[lug] Regex Help

Sun Jul 10 01:02:06 MDT 2011

"George Sexton" <georges at mhsoftware.com> writes:

> I'm using an application that matches regular expressions in URLs.
>
> I'd like it to match
>
> /somepath/*
>
> But not
>
> /somethingelse/somepath/*
>
> I can write an expression to match /somepath/*. The problem is it's matching
> the second thing which I don't want.
>
> I don't get to write a lot of code. 
>
> I don't know what the host name will be. It might be a fqdn, might be an IP
> Address.
>
> The input has the full URL syntax:
>
> Scheme:hostname/path/

Ok.  A few corner cases:

1. Should we match on:

      http://example.com/somepath/somepath/... ?

   That is, are you actually testing for a lack of second level?

   (My current guess is that you're writing ad-blocking regexes, and
   want to match "http://example.com/ad/..." but not
   "http://example.com/foo/ad/...")

2. Does your engine happen to parse the url into { scheme, host, path
   } parts, as you indicate?  (And possibly also query string)?

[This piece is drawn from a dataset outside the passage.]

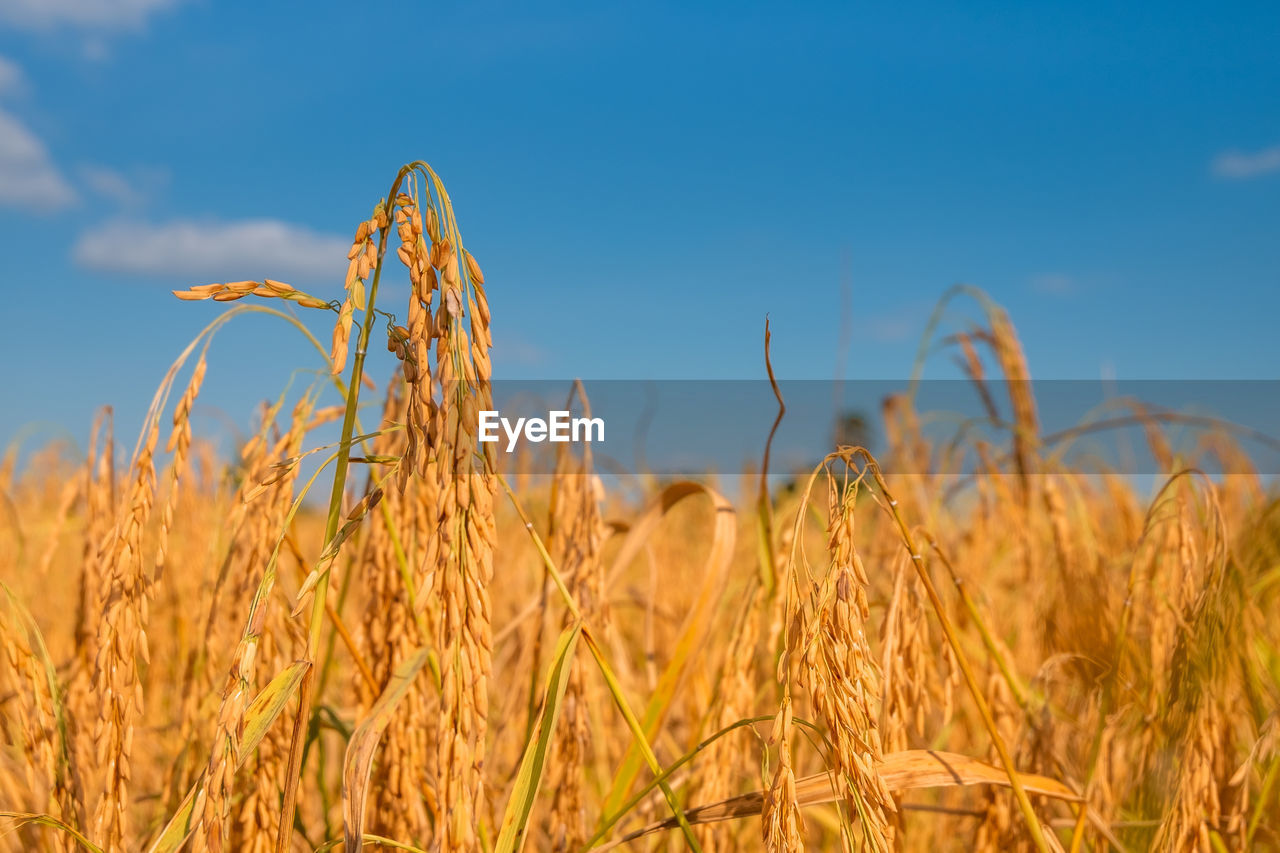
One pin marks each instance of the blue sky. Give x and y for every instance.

Anyway, the other suggestions are perfectly valid, and it sounds like
you have a solution that works.  I'll just point out a few things that
came to mind as I saw them.

A. The most-often-used delimiter for regular expressions in actual
   perl code is slashes:

      if ( $string =~ m/regex/ ) { ... }

   To the point where the "m" can be omitted from the above example,
   and it will still work exactly the same way:

      if ( $string =~ /regex/ ) { ... }

   (There is a minor niggle if the regex is empty; a literal bare //
   in this context does something a bit different.  If you know that
   the regex can never be empty, then you don't need to worry about
   it.)

   But if you know you're going to be matching slashes in the regex
   itself, you can make your life easier by telling perl to use
   something other than slashes as the regex delimiter.  My most
   common fallback is the exclamation point:

      if ( $string =~ m!regex! ) { ... }

   Compare:

      if ( $path =~ m/^\/etc\/sysconfig\/networking\/devices\/if(\d+)-up$/ )

   Against:

      if ( $path =~ m!^/etc/sysconfig/networking/devices/if(\d+)-up$! )

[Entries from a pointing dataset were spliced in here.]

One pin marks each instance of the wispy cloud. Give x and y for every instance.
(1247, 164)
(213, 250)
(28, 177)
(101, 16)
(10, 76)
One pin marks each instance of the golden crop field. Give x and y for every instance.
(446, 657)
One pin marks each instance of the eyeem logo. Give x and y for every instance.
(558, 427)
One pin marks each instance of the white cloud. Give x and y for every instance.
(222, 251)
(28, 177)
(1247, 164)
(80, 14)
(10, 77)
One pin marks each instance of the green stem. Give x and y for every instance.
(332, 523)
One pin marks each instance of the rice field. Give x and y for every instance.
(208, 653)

B. When you want to match content within matched delimiters, modern
   regular expressions have a handy tool called "non-greedy" matching.

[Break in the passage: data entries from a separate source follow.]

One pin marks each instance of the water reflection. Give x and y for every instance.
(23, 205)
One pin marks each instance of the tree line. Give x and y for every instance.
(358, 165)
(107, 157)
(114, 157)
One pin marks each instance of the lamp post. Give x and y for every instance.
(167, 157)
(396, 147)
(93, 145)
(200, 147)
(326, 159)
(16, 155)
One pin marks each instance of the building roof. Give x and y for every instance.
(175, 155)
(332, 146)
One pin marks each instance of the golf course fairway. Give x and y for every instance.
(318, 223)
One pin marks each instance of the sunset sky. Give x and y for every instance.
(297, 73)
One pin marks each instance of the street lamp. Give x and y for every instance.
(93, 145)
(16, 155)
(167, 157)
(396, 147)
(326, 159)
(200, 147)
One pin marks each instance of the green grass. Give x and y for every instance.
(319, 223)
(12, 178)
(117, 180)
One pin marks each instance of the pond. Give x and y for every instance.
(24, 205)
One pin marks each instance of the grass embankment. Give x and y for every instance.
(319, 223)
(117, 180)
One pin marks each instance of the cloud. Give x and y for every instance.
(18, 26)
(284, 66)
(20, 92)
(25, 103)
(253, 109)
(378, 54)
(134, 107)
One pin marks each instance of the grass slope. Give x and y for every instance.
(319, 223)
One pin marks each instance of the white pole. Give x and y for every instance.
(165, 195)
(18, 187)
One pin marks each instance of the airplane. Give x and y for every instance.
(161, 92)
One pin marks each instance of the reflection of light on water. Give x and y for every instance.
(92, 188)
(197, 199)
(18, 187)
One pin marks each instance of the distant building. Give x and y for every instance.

   In this case, the suggested solution uses this phrase:

      /[^/]*/

   Which could be read in English as:

      a. Match a single literal slash
      b. Match zero or more non-slash characters
      c. Match another single literal slash

   It's made worse by the need to escape those slashes with
   backquotes, because they're the default regex delimiter:

      \/[^\/]*\/

   What we're really trying to say, though, is:

      a. Match a single literal slash
      b. Match zero or more characters...
      c. ... Until the next slash.

   The first cut (which doesn't work!) would be:

      /.*/

   This fails if there are more slashes later in the string; e.g., if
   our string is "/hi/there/mom/", then m!/.*/! would match the whole
   string.  This is called "greedy" matching: the ".*" construct wants
   to match as many characters as it possibly can.

   We fix this by using non-greedy matching, which is indicated by
   following the greedy form with a question mark:

      /.*?/

   This pattern shows up a lot, especially in quick-and-dirty parsers
   for XML/HTML (/"<.*?>"/ or m!<span.*?>.*?</span>!)  and for
   double-quoted strings (m!\".*?\"!).  Those parsers are not 100%
   correct but they work for 99% of the cases and are vastly
   easier/faster to write and use than completely correct expressions.

C. Anchoring the match to the beginning of a string, the end of a
   string, or both.

   Perl defaults to "unanchored" matching, while other engines
   (boost.regex caught me with this) use different functions / calling
   conventions to indicate whether anchoring should be assumed or not.
   (In the latter case, the function "match" typically implies
   front-and-back anchor, while "search" is unanchored.)

   Your samples (and the solution you have working so far) are both
   silent on this point.  What do you want to happen when you hit a
   URL that looks like this:

      http://example.com/go?url=http://example.com/something/else/....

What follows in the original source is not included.